Clinical Application: Spasticity

  • Spasticity is involuntary muscle resistance caused, typically, by damage in the corticospinal tracts.
  • The extrapyramidal pathways continue providing excitatory input.
  • Treatments are often multi-factorial.

Stroke

  • Middle Cerebral Artery (MCA) stroke often impacts upper extremities more than lower, and contralaterally.
  • Anterior Cerebral Artery (ACA) stroke usually results in more lower extremity weakness than upper.

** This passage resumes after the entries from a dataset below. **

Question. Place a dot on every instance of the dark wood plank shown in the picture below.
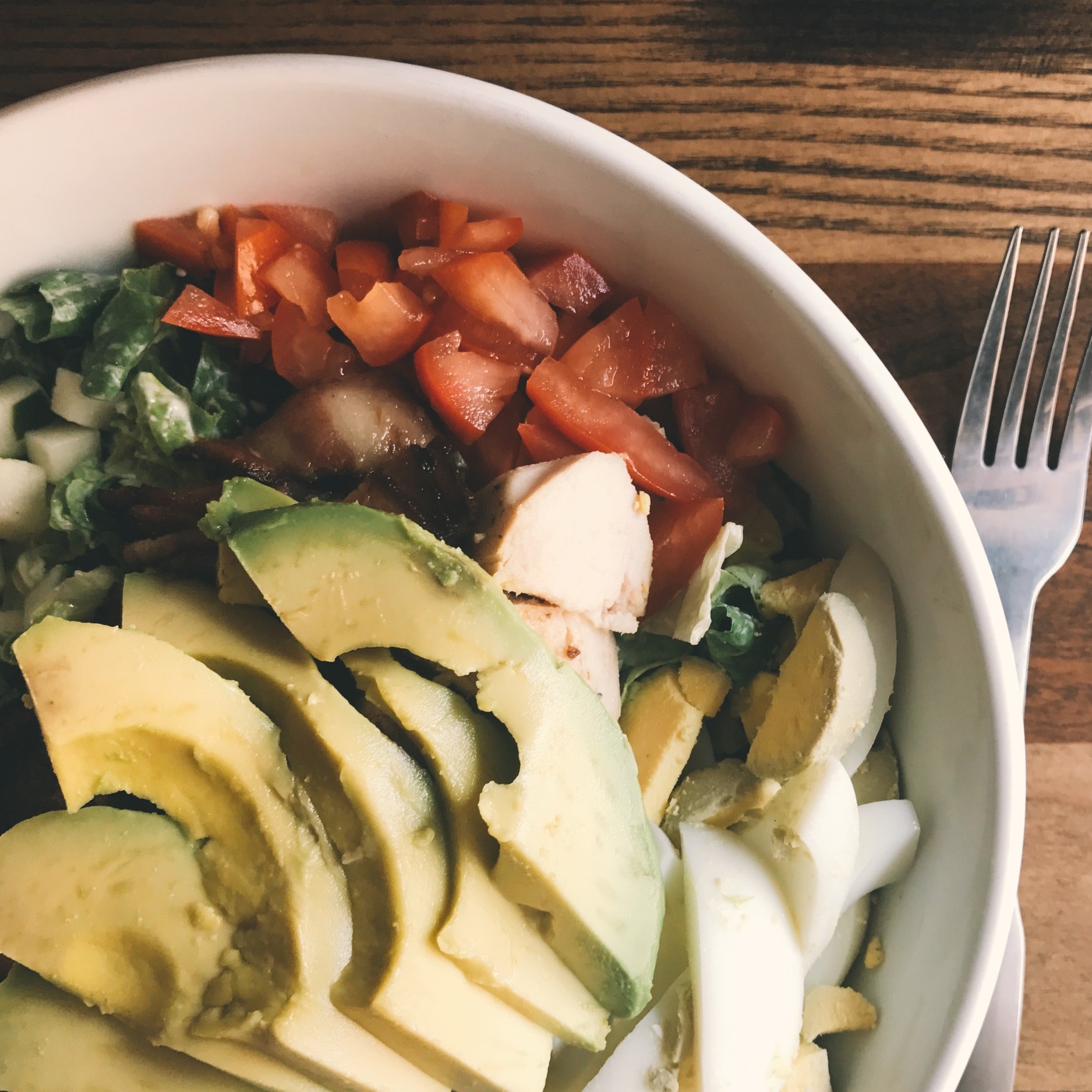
(764, 105)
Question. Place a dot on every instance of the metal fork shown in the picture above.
(1029, 517)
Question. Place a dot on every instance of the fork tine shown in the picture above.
(1077, 439)
(1040, 444)
(1009, 434)
(971, 437)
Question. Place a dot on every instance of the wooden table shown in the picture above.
(888, 148)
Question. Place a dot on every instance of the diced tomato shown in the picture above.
(303, 353)
(384, 326)
(468, 390)
(681, 533)
(570, 329)
(422, 260)
(759, 436)
(675, 356)
(314, 227)
(197, 310)
(493, 288)
(499, 448)
(223, 288)
(614, 356)
(304, 278)
(598, 422)
(361, 264)
(482, 235)
(257, 244)
(418, 218)
(480, 337)
(175, 239)
(543, 441)
(707, 416)
(451, 217)
(570, 282)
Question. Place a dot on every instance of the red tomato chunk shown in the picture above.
(316, 227)
(570, 282)
(303, 277)
(206, 314)
(614, 356)
(361, 264)
(595, 422)
(305, 354)
(543, 441)
(468, 390)
(384, 326)
(681, 533)
(257, 244)
(493, 288)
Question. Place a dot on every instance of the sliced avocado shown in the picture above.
(662, 727)
(574, 839)
(489, 937)
(239, 495)
(123, 712)
(380, 812)
(52, 1042)
(111, 906)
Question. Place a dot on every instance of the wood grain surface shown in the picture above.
(889, 149)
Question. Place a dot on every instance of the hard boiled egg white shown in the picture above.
(747, 972)
(888, 842)
(807, 835)
(863, 579)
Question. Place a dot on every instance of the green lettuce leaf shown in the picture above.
(66, 594)
(218, 390)
(75, 508)
(62, 304)
(22, 358)
(129, 332)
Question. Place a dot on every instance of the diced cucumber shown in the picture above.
(23, 407)
(72, 404)
(58, 449)
(23, 508)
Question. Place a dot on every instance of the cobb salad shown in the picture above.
(463, 698)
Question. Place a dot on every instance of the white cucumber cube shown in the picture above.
(23, 509)
(58, 449)
(72, 404)
(23, 407)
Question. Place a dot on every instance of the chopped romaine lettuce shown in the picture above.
(62, 304)
(66, 594)
(129, 332)
(75, 508)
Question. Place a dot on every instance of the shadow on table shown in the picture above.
(1024, 35)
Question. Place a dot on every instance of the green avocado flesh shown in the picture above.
(52, 1042)
(123, 712)
(379, 810)
(111, 906)
(490, 938)
(575, 842)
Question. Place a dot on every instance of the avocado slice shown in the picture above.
(123, 712)
(489, 937)
(380, 812)
(574, 840)
(112, 907)
(52, 1042)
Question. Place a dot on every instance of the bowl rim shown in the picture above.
(663, 183)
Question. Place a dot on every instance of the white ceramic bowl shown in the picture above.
(81, 165)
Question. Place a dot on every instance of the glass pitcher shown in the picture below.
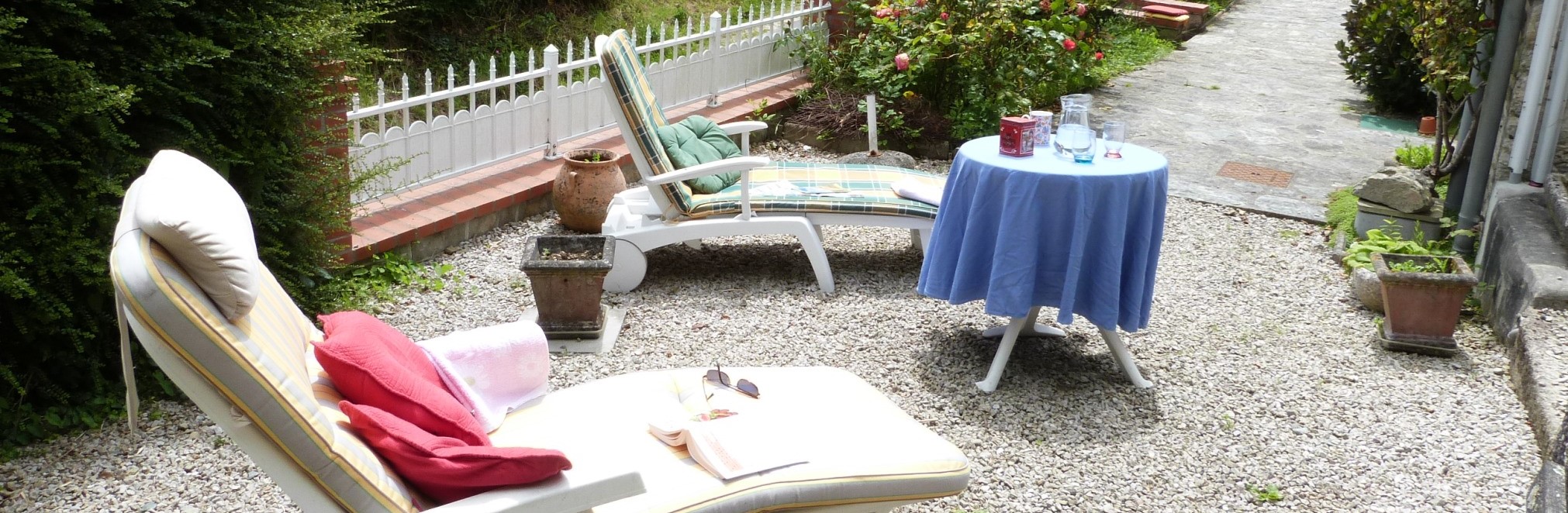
(1075, 113)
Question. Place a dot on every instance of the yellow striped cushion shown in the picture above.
(862, 447)
(261, 364)
(871, 184)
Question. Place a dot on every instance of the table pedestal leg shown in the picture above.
(1003, 352)
(1031, 329)
(1124, 358)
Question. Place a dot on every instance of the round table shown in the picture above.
(1024, 232)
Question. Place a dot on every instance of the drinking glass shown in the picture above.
(1079, 142)
(1115, 137)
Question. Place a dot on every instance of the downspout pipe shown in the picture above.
(1551, 126)
(1490, 119)
(1534, 88)
(1457, 182)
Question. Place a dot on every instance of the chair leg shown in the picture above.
(811, 242)
(627, 270)
(1124, 358)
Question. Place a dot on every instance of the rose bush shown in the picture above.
(969, 60)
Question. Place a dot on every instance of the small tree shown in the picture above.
(1446, 33)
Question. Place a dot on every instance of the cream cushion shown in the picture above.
(860, 444)
(198, 217)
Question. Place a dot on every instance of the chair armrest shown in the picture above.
(742, 126)
(733, 164)
(573, 491)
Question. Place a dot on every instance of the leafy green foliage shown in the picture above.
(88, 93)
(1129, 46)
(1388, 240)
(1380, 57)
(966, 58)
(1413, 156)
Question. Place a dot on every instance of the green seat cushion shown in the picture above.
(699, 140)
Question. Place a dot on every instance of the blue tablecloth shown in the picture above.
(1045, 231)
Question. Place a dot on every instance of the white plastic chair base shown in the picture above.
(1027, 327)
(630, 264)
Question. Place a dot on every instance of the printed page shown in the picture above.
(742, 444)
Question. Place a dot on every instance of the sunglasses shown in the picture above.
(717, 375)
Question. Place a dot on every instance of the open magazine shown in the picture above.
(725, 435)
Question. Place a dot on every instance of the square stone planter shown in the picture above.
(1422, 308)
(566, 274)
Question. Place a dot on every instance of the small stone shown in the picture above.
(1397, 187)
(882, 159)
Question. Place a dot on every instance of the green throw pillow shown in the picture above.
(699, 140)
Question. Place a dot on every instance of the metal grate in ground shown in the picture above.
(1256, 174)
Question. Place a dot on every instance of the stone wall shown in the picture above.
(1515, 102)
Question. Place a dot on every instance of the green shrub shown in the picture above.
(965, 58)
(1342, 212)
(88, 93)
(1413, 156)
(1380, 57)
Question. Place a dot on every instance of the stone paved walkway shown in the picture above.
(1261, 87)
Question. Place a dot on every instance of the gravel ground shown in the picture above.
(1262, 361)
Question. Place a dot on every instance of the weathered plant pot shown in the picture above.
(1373, 215)
(584, 187)
(1422, 308)
(568, 291)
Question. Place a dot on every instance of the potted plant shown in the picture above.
(1422, 297)
(584, 187)
(568, 280)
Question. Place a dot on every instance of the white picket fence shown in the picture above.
(458, 129)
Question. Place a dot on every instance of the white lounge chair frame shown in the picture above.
(642, 219)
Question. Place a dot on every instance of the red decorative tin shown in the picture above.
(1018, 137)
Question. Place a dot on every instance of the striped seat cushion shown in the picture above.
(261, 364)
(860, 446)
(635, 96)
(871, 184)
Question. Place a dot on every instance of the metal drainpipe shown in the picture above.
(1534, 88)
(1490, 119)
(1457, 181)
(1551, 126)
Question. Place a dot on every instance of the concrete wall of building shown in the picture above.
(1515, 102)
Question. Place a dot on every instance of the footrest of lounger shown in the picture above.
(862, 447)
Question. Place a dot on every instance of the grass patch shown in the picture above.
(1342, 212)
(1131, 47)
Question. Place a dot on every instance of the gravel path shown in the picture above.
(1262, 363)
(1262, 85)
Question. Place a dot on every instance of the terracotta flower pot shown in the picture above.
(568, 278)
(584, 187)
(1422, 306)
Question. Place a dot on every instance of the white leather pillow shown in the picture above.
(198, 217)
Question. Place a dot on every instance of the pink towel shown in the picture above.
(492, 369)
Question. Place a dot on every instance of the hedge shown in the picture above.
(88, 93)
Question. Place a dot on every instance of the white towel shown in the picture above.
(494, 369)
(919, 190)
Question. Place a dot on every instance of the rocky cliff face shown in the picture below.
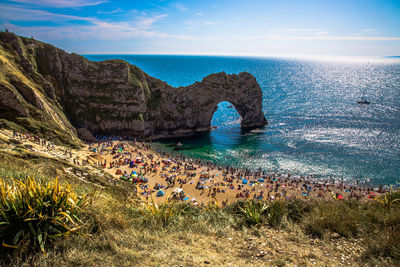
(52, 92)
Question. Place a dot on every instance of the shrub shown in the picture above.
(159, 215)
(337, 217)
(253, 211)
(276, 213)
(35, 211)
(389, 199)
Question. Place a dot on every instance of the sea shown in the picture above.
(315, 125)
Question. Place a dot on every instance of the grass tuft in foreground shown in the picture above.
(32, 212)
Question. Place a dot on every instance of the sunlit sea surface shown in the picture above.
(315, 125)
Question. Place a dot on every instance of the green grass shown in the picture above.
(33, 212)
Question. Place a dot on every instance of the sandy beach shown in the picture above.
(201, 182)
(159, 177)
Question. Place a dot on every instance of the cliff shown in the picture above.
(50, 92)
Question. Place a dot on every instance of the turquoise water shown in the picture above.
(315, 125)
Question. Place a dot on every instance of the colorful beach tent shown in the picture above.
(160, 193)
(177, 190)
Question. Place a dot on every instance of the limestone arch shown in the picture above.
(217, 108)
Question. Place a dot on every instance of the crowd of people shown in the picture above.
(205, 181)
(158, 175)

Central vs. Peripheral Lesions

  • Central Lesion: The brain's signal to the muscles is blocked (damage to the CST). Muscle weakness and/or spasticity are typical responses.
  • Peripheral Lesion: The signal can get to the spinal cord, but muscle is affected; weakness is common. Muscles distal to the lesion typically degenerate and atrophy.
  • Aging results in decreased type II muscle fibers, motor neurons, and an overall loss of muscle with increased intramuscular fat.

Fatigue

  • Central fatigue involves the brain's decreased capacity to stimulate muscles (related to a stroke for example).
  • Peripheral fatigue involves the muscles themselves losing function.

Summary: Tracing the CST

  • Starts at the primary motor cortex, traverses the corona radiata, internal capsule, midbrain, medulla, spinal cord and ends at the targeted muscle.